We run the function in a loop over our files. Since we just have two here it is a bit superflous, but we can prove that it works in principle.

In [0]:
for i in range(0, len(data_files)):
  data_file=data_files[i]
  readS2fromFile(data_file,
                test_data,
                roi_x_y,
                save_prefix,
                write_images,
                run_60,
                true_data,
                NR_CROP)

Selected UTM Zone:
Selected pixel region: xmin=0, ymin=0, xmax=10979, ymax=10979:
Selected pixel region: tmxmin=0, tmymin=0, tmxmax=10979, tmymax=10979:
Image size: width=10980 x height=10980
Selected 10m bands: B4 B3 B2 B8
Selected 20m bands: B5 B6 B7 B8A B11 B12
Selected 60m bands: B1 B9
Loading selected data from: Bands B2, B3, B4, B8 with 10m resolution, UTM 32N
Loading selected data from: Bands B5, B6, B7, B8A, B11, B12 with 20m resolution, UTM 32N
Loading selected data from: Bands B1, B9, B10 with 60m resolution, UTM 32N
S2B_MSIL1C_20190823T103029_N0208_R108_T32UNB_20190823T124349.SAFE
Writing files for training to:Data/Training/train60/S2B_MSIL1C_20190823T103029_N0208_R108_T32UNB_20190823T124349.SAFE/
(1500, 2, 96, 96)
(1500, 4, 96, 96)
(1500, 6, 48, 48)
(1500, 2, 16, 16)
Done!
Success.
Selected UTM Zone:
Selected pixel region: xmin=0, ymin=0, xmax=10979, ymax=10979:
Selected pixel region: tmxmin=0, tmymin=0, tmxmax=10979, tmymax=10979:
Image size: width=10980 x height=10980
Sel

####Indexing and Splitting the Dataset

We create a simple index of the patches we have, and split it randomly.

Normally this is done by the `create_random.py ` which uses hardcoded paths. To control the paths, we execute it here as a codeblock, and change the path to where we saved previously.

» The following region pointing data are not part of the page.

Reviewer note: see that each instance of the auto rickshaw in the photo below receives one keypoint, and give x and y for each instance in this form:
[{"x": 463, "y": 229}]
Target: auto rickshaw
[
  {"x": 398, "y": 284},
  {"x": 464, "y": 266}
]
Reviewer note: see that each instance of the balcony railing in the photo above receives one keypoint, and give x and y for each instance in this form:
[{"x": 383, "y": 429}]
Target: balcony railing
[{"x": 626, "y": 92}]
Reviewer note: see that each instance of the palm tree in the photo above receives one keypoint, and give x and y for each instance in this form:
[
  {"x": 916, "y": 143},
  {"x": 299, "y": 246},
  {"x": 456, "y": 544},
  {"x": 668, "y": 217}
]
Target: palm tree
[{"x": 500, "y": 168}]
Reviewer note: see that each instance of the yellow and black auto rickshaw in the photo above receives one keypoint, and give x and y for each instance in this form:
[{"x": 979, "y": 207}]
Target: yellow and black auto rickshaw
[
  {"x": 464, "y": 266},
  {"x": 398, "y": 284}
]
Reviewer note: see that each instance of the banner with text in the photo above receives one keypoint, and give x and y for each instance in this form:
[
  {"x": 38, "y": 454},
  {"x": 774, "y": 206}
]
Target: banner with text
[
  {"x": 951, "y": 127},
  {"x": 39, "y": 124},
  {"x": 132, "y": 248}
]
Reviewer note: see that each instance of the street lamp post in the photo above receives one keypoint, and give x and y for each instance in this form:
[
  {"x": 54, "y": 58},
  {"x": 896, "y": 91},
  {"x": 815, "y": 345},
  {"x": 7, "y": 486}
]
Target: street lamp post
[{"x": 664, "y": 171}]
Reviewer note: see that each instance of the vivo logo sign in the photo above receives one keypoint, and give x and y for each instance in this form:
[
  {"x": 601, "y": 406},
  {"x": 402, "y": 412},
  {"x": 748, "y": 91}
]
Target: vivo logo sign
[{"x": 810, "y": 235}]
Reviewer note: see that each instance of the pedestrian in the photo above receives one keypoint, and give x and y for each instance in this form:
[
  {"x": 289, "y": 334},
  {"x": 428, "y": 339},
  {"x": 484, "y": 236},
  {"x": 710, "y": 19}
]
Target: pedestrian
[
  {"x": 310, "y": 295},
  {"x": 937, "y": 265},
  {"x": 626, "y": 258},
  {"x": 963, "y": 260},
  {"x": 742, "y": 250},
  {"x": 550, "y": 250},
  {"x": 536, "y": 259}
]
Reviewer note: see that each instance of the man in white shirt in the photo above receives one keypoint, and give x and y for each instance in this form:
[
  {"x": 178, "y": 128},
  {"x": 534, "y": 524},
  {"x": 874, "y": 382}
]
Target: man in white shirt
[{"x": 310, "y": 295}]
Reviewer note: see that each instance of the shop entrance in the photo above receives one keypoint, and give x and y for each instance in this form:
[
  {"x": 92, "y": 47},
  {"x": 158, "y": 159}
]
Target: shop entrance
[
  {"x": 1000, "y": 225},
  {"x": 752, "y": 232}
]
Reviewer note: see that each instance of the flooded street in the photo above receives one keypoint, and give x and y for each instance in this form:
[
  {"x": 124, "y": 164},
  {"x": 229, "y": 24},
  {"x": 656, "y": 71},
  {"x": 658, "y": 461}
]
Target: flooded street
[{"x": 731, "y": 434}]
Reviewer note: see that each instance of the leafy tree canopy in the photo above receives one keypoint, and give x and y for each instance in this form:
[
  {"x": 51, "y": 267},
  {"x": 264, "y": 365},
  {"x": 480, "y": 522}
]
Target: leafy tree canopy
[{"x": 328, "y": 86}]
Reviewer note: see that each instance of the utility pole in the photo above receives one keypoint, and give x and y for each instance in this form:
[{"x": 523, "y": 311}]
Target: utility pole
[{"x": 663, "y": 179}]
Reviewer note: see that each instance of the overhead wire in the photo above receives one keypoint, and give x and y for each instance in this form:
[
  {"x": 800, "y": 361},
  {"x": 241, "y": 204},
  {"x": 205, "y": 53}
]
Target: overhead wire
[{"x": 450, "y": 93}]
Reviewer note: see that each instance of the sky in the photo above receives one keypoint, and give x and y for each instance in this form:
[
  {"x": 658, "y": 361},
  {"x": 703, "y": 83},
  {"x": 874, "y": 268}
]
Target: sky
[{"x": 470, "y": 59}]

Variables which we must use here are:


*   **size**: The number of files we processed (one, in our example) multiplied by the number of patches per tile (same as NR_CROP in the previous section)
*   **ratio**: The ratio of validation files. We set it to the suggested default of 0.1
* **path**: This is the path to the directory which contains the files we created in the previous block. So for us, it is the same as our previous `save_prefix`, which was `Data/Training/`



In [0]:
from random import randrange
# Size: number of S2 tiles (times) patches per tile
size = len(data_files)*NR_CROP
ratio = .1
nb = int(size * ratio)
path = save_prefix


index = np.zeros(size).astype(np.bool)
i = 0
while np.sum(index.astype(np.int)) < nb:
    x = randrange(0, size)
    index[x] = True
    i += 1
    
if run_60:
  path=path+"train60/"
else:
  path=path+"train/"
np.save(path + 'val_index.npy', index)

print('Full no of samples: {}'.format(size))
print('Validation samples: {}'.format(np.sum(index.astype(np.int))))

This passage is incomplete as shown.